Diana - British Columbia, Canada Pacific Standard Time
OH I can relate to the hardness of not giving the gifts early. I love giving gifts, so like you, I pick up things all year and then stash them - the hard part is not to spill and give through the year. I agree with you, doing it this way does keep it off the cards and keeps one using cash. Which is much better for your overall debt load.
This year, I have been buying gifts as I find them (and have cash available). I started in July and have a stash of the things. This may not lower the total I spend, but it will keep it off of credit cards. The hard part is wanting to give the things to them now.
Your approach to gift giving is very heart- felt and lovely. I love the creativity and the thoughts behind all the gifts. I've also done that with babysitting. I made up certificates for my "nieces" (bff's daughter and daughter'n'law) and put in the cards, they were thrilled. I agree that Christmas is about celebration, not how much money goes into gifts and gift giving. I've grown up with a budget on gifts, and still stick to it. I admit it does make it easier when it's already been part of the family for decades.
I have cut my gift list drastically over the past few years. My family decided that it was being together that matters and we put most of the gift giving on the kids. I don't have any children so I mainly give gifts to my parents, my brother and his wife (as a couple) and their 3 children. My nephews and niece are all under the age of 10 and are very easy to shop for. I live over a thousand miles away from them so I primarily do gift cards and I make all of my cards. My husband and I mainly give one gift to each other and love doing stockings for each other. I love filling my husband's stocking with all kinds of things that I know he loves. Candy is not the only thing that goes into the stocking either. We love to get creative. Sometimes I make homemade things for friends and other relatives. Most people love the cookies I bake, or when I make my mother's cranberry bread. Sometimes in the past my friends have loved the fact that I offer to babysit their kids for a few hours so they can have some time to themselves.

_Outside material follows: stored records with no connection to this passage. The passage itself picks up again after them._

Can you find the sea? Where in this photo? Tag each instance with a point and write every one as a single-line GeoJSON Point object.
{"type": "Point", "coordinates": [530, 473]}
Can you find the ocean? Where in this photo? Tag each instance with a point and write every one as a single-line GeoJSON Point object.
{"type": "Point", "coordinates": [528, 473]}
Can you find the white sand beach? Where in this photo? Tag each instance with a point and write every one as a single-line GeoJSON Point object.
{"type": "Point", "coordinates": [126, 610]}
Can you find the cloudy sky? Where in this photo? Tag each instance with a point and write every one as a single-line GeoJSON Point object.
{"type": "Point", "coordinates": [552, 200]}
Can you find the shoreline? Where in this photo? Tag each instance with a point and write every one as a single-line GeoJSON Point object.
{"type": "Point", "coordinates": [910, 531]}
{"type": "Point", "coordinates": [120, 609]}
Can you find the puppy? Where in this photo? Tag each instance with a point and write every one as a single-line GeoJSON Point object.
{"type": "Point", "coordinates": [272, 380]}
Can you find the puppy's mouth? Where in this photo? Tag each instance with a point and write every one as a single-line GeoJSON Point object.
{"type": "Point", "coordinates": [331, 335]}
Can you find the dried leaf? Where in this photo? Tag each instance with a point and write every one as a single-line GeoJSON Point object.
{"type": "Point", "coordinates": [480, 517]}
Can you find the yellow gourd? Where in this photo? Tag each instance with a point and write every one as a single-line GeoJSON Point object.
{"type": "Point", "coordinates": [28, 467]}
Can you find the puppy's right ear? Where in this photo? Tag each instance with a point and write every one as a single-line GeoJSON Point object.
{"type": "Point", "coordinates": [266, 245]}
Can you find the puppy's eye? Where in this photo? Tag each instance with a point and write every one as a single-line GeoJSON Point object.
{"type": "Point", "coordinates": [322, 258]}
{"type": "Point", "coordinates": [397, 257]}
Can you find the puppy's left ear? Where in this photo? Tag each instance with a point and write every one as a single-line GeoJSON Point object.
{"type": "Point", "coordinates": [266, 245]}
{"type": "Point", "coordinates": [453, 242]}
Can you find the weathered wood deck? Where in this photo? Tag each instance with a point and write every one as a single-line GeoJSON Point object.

I never use credit cards for Christmas....in all honesty I have not touched a credit card in years for anything and I never have regretted that decision. Gift giving does not always have to be about buying things. I think it is the thought that counts and I personally appreciate anything that is given to me especially when I know that someone took the time and put some thought into it.
It's that time of year again, how are folks doing with gift giving, upcoming Christmas spending and debt reduction. I already purchased two gifts, as I was on vacation and found unique gifts on sale. The difficulty is not giving them too early, as I love giving gifts and find it hard to hold until Christmas. I'm also saving up for Christmas spending, not that I spend much but it's nice to have the "extra" to spend rather than dip into the existing budget.
HI, I didn't read any Spark blog about Christmas spending. I agree with your comment about "if you don't have it, don't spend it". I hear far too often from those around me that they "can't" afford Christmas. Christmas isn't about the money, it's not about the gifts and it shouldn't cost you over the next year in credit card debt. I remember one year I gave a gift of time to the "children" in my life. My friend's daughter and daughter'n'law both had small children and I gave them babysitting gift certificates. I made a homemade gift certificate, put on the amount of babysitting sessions (4) and that it had to be used by the end of the year. They were thrilled with the gift. Christmas is a good time to be creative.
Sounds like you have a good plan with the savings account. I have a tax free savings account and due to financial stuff this past year, I had to dip into it a few times. I don't save much, only $50/month but if I can actually leave it alone it will eventually add up. I think that's a good plan to have a way of saving all year so that you dont' go broke over the holidays.
I admit that I only skimmed it. There seemed to be good ideas there but I would have liked to see a little plainer talk and spell it out a bit clearer...avoid debt by only paying cash...if you don't have it (the $$$) then don't spend it.
The article also talked about having a Christmas budget but I don't think it covered where to get the money for the budget. I have a Christmas account with my credit union that automatically takes whatever amount I set out of my checking each month and puts it in a savings account that becomes available in November (or unless I physically go to the bank and request access to the money).